Do you consider yourself a rebel? Do you act rebelliously? Are you proud of being a rebel? Rebels have a certain glamour attached to them – sometimes justified, sometimes not. Perhaps the question should be – in what areas are you a rebel? Do you choose your battles to win or do you come out, on any issue with which you disagree, with guns blazing irrespective of consequences?
Undoubtedly we need to start from a common framework (definition) and Webster’s definition is: one who resists authority, to feel or show strong aversion. Again I feel this definition somewhat limiting. For example: does the person who rebels try and influence others? Is the rebellion against an idea or a person – or both? What is the behavior of the rebel – destructive or instructive, among other options? These are important questions and need clarification.

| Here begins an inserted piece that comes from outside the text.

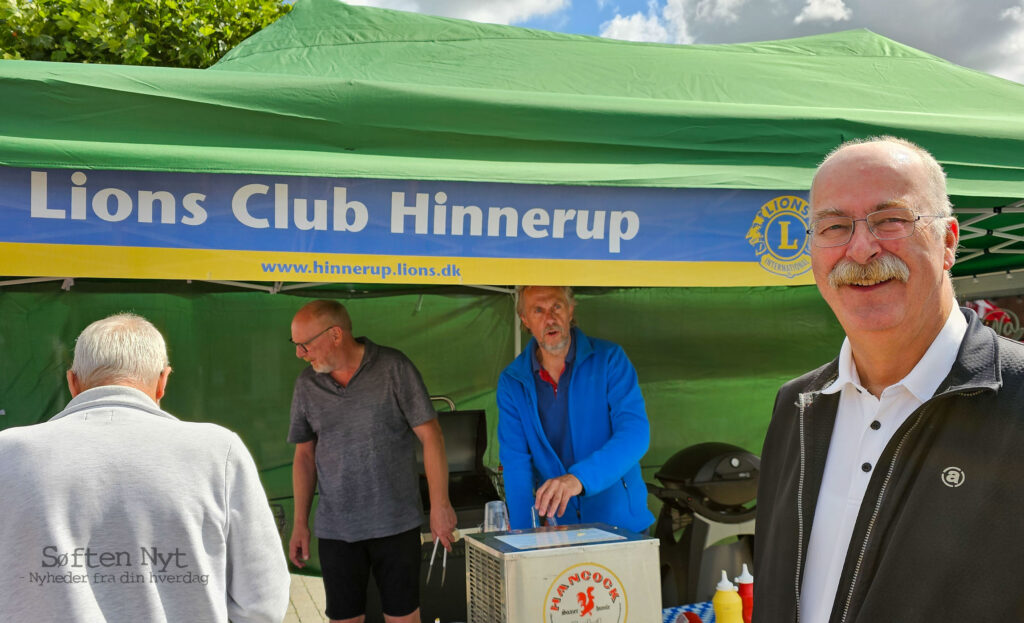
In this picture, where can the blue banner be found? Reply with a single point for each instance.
(334, 219)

I suspect we all rebel at times but there are those who make a career of rebelling. Unless you know the particulars of the rebellion then it is senseless at best, like a small child stamping their foot when they don’t get their own way. Is that what is the root basis of rebellion – getting your own way? If so, then it is petty at best. If the cause of rebellion is a deep held belief then we’re talking a more legitimate basis. But the other criteria of imposed belief structure that is contrary to yours becomes the overriding factor. And the word, imposed, is critical. What is the ‘why’ of the rebellion? And what is the alternative?
Consider those that have been acclaimed as ‘rebels’ and determine if any of them stood on a principle that you believe worthy of emulation. Rebels who want people to think, to analyze are people worth listening to but not necessarily to follow. Others who only harangue or glamorize themselves are only noise. ‘Rebel’ is a broad paintbrush and needs to be defined before any stamp can be applied.